Do you realise it's pretty condescending to reduce my argument to "you liked them" when I haven't even said that?
But I'll run with it and assume you're against it because you didn't like them, I guess.
Your attitude is extremely transparent. And I said '
essentially', that is, it is based on a personal judgement of worthiness which can be summed up in the phrase I used. Perhaps it was the wrong phrase, but 'you want them to be' is tautological. I've not seen most of the matches for quite obvious reasons, so I cannot make the judgement on whether I would have like watching them. I find cricket of that era more interesting than today's, so I reckon I would have, regardless of the administrative issues. Besides, the rightness or wrongness of those issues does not decide first-class status.
This is patently ridiculous. The Australian team, playing World Series Cricket Supertests during the WSC era was CLEARLY the elite Australian test team of that time. AB DeVilliers (an autonomous individual) choosing not to play for SA in no way correlates with a whole XI of the best cricketers in a nation choosing to play a different comp because of the corruption in the system of the traditional comp worldwide.
Perceptions of corruption don't determine first class status. And you say it is 'patently ridiculous', but it is merely extending your own logic. What if one player out of the official eleven
was in the elite. Or two. Or three. Where do you draw the line? Six (i.e. half a team) of Australia's best (or better) players refused to tour in 1912—should that series no longer be considered a proper test series? Jeff Thomson played the 77/78 season in the official system (ironically due to a sponsorship contract preventing him from going Packer). Rodney Hogg took 41 wickets against England in 78/79. Allan Border made his debut for the offical side and averaged 49 at the end of the split. Furthermore, cricket did not just end with Aus or W.I. (or Pakistan, which also had a large number of defections, although they managed to accomodate some of them in official tours as well). England made good its losses, and India and NZ were unaffected (Hadlee's WSC matches were with the permission of the NZCC). What if Packer had only managed to sign up Australian players?

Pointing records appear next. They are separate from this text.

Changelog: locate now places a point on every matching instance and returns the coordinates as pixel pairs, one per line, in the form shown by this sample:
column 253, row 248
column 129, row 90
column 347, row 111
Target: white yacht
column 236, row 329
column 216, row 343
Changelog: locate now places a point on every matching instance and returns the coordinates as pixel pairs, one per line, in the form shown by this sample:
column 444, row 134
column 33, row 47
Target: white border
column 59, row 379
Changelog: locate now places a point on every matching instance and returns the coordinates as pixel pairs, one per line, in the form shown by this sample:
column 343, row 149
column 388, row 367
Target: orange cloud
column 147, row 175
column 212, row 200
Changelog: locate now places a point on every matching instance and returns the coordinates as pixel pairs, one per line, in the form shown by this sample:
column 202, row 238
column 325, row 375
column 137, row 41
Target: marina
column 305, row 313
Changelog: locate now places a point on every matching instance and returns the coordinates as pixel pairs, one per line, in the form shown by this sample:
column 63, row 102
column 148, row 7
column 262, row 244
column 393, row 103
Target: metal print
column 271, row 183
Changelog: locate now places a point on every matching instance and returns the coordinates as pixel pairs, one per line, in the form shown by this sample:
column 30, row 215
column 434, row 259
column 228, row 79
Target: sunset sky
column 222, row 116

You can bang on as long as you like about governing bodies or defend those in power, but the opinion of anyone with a brain is that WSC supertests were clearly a touger comp than the tests at that time, and the WSC XI was clearly better than the Australian test XI of that time. If you don't wanna add the stats to test or FC stats because "tradition" or whatever, I don't care. I personally would, and I'd acknowledge how good the cricket was in those supertests.
Correctness of arguments does not depend on positions of power. That is the logic deployed by those who want to cover over holes and contradictions in their own thought (but that's a topic much larger than cricket). And I've not defended the ACB's policy towards paying players anyway, I've said that it is irrelevant to considering matches first-class.
Obviously, the opinion of anyone with a brain is that Aus vs. Aus A was tougher than any other paring in whatever OD series that was, so those matches should be given ODI status or something (and in case you forgot, they don't have it). 'How good the cricket was' doesn't matter ultimately, otherwise many tests involving the weaker sides of the twenty-first century would go and scratch sides, unoffical tours, rebel tours, domestic/tour matches, etc. would come in if the logic is to be applied fully rather than in a manner just get in the ones you want.
If you want to acknowledge how good the cricket was, you can say, 'the cricket was really good,' as you indeed do.